Incidentes Asociados
El grupo de investigación Citizen Lab de la Universidad de Toronto realizó un análisis de ataques con spyware desarrollado por la empresa israelí Paragon Solutions, lo que condujo al descubrimiento de una vulnerabilidad de día cero en la aplicación de comunicaciones WhatsApp de Meta.
Paragon existe desde 2019 y su spyware se llama Graphite. La empresa afirma que, a diferencia de NSO Group y otras empresas de vigilancia cuyas soluciones han sido utilizadas por regímenes autoritarios para atacar a activistas, políticos y periodistas, cuenta con medidas de seguridad para prevenir dicho abuso.
Citizen Lab ha encontrado evidencia del uso de Graphite en Australia, Canadá, Dinamarca, Singapur, Israel y Chipre. Hay indicios de que la policía canadiense ha utilizado el spyware.
El spyware Graphite fue noticia recientemente por su uso contra ciudadanos italianos, incluyendo usuarios de dispositivos Android y iPhone. En febrero, el gobierno italiano negó haber espiado a periodistas y activistas migrantes con el software espía Paragon.
Meta advirtió recientemente a 90 usuarios en dos docenas de países que habían sido víctimas del software espía Paragon a través de WhatsApp.
Al menos algunos de estos ataques implicaron la explotación de un día cero de WhatsApp que no requería interacción del usuario, según Citizen Lab.
Compartimos detalles sobre nuestro mapeo de la infraestructura de Paragon con Meta, ya que creíamos que WhatsApp podría utilizarse como vector de infección. Meta nos informó que estos detalles eran cruciales para su investigación en curso sobre Paragon. Meta compartió información con WhatsApp que les permitió identificar, mitigar y atribuir un exploit de cero clics de Paragon, según Citizen Lab.
Los exploits de WhatsApp, en particular los de cero clics, pueden ser muy valiosos. WhatsApp no ha publicado un aviso sobre la vulnerabilidad y no parece haber asignado un identificador CVE, lo que indica que la vulnerabilidad de día cero probablemente se haya corregido en el servidor y que los usuarios no necesitan realizar ninguna acción.
Además del uso de una vulnerabilidad de día cero, WhatsApp confirmó a Citizen Lab que un componente de Android identificado como BigPretzel, que ha estado involucrado en ataques dirigidos a sus usuarios, también está asociado con Paragon.
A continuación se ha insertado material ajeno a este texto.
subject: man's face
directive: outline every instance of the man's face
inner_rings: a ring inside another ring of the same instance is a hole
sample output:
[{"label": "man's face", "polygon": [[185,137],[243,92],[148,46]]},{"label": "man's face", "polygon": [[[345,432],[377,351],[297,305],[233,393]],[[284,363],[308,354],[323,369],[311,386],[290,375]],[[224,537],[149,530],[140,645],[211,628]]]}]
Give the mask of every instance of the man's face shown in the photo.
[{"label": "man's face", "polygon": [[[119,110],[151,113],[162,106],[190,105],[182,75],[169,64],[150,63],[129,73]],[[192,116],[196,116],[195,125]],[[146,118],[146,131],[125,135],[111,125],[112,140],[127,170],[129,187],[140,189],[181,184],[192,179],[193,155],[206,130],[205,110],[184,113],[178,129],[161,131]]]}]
Citizen Lab señaló que la evidencia recientemente descubierta parece contradecir las afirmaciones de Paragon sobre los tipos de entidades a las que se dirigen sus soluciones.
"Los aproximadamente 90 objetivos notificados por WhatsApp probablemente representan una fracción del número total de casos de Paragon. Sin embargo, en los casos ya investigados, existe un patrón preocupante y familiar de ataques contra grupos de derechos humanos, críticos del gobierno y periodistas", declaró Citizen Lab.
**ACTUALIZACIÓN: Los representantes de WhatsApp informaron a SecurityWeek que lograron abordar la vulnerabilidad (que describen como un "vector de ataque") a finales del año pasado, sin necesidad de una solución del lado del cliente. Los ataques implicaban el uso de grupos y el envío de un archivo PDF.